Perhaps the Organizing Committee felt a need to explain the Japanese family to the Westerner. Towards the end of the book, “Tokyo Olympics Official Souvenir 1964”, the publisher, Dentsu, dedicated a few pages to demystifying the Japanese family.

Dentsu’s approach was to apply the tried but true formula of the harmonious meeting of East and West. In this article, we visit the Kato family – a symbol of this pleasing integration:

We’ re on our way to Mr. Kato’s or “Kato-san’s” home. Let me give you some tips before we get there. You’ll find “dual” living arrangements there-Western modes and time-honored Japanese tradition peacefully co-existing under one roof. The Japanese have not dispensed with tatami rooms (straw mat floors), but one room is usually Western style with a rug and furniture. Kimono at home is the rule and Western dress outside, for the office, school and business.  

It’s not just the house and the rooms, but also how the typical Japanese family eats and sleeps.

At mealtime you’ll see the family is as dexterous with fork and knife as with chopsticks (called hashi), but on the other hand they may favor chopsticks even for Western food. Each family member will have his own set of hashi, and guests are provided with disposable ones which are discarded after use. With the same relish, Kato-san and his son drink hot Japanese sake (rice wine) or whiskey on ice. At night some of the family may sleep on futons (feather bedding) and others will sleep in beds. The people of this country are “sensitive pragmatists”­ – there is beauty, versatility and comfort in their homes and lives.

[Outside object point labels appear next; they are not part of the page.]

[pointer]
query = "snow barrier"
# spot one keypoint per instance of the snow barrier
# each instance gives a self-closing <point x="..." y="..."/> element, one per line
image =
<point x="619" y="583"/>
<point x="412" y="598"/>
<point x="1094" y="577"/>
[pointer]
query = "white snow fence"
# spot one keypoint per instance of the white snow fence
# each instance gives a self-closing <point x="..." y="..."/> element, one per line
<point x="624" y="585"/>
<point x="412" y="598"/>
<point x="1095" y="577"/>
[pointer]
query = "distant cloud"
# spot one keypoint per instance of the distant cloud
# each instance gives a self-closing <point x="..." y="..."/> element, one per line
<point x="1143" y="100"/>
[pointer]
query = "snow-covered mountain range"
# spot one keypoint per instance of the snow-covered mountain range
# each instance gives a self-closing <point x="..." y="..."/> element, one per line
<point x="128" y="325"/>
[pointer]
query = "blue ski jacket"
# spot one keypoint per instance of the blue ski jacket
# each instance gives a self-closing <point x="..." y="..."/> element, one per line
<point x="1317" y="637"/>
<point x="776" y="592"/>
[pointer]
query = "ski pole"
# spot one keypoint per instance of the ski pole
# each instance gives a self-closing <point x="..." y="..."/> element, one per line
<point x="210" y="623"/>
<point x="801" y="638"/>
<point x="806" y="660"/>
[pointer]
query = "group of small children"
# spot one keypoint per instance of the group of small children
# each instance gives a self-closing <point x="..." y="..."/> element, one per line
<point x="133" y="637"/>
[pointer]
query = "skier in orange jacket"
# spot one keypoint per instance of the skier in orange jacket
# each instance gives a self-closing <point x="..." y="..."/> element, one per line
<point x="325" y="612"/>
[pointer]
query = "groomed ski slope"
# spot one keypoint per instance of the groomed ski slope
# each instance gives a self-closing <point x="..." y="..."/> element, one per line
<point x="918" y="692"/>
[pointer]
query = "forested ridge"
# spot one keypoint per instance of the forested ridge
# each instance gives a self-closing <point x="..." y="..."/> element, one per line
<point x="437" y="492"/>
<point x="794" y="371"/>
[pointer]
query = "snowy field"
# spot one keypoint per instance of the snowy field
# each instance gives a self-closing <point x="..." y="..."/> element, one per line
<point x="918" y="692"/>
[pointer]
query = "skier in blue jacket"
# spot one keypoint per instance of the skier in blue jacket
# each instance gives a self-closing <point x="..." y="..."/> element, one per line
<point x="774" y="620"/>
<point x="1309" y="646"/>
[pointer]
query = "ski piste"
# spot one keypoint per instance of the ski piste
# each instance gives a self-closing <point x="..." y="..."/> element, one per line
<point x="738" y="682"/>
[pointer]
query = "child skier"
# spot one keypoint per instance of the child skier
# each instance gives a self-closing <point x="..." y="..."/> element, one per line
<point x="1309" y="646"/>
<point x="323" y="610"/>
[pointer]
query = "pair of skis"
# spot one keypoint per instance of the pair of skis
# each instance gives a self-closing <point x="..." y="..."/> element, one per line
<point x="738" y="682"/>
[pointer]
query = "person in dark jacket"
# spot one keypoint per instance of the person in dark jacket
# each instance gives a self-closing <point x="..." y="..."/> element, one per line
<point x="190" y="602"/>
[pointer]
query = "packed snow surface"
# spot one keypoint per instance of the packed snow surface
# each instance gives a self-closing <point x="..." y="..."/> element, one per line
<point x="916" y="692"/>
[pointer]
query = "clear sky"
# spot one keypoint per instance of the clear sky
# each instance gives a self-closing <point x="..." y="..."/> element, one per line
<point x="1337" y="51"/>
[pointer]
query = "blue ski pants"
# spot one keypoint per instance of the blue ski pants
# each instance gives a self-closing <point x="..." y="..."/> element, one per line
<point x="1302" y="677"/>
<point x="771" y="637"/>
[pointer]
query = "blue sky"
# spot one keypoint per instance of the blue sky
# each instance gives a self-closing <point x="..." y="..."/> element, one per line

Now Dentsu figured that the visiting Westerner has been programmed by WWII propaganda of how Japanese children and mothers were under the total subjugation of the man of the household, and how entire families were under the total subjugation of the Emperor of Japan. In this article, Westerners were reassured that times have changed, and so have the Japanese, but not entirely:

The Japanese home is no longer ruled by a huffing-puffing patriarch. Husband, “wife and children are a close group. While the chief decision-maker is the bread-winner, wives these days usually hold the purse strings and the women’s voice in domestic affairs is to be with. The Japanese Civil Code attempts to regulate inheritance so that one third of a man’s estate goes to his wife and two­ thirds to his children. It is still common,   however, for an estate, settled in terms of a will, to award the lion’s share of the inheritance to the eldest son, reflecting the traditional value placed upon family line, rather than upon individuals.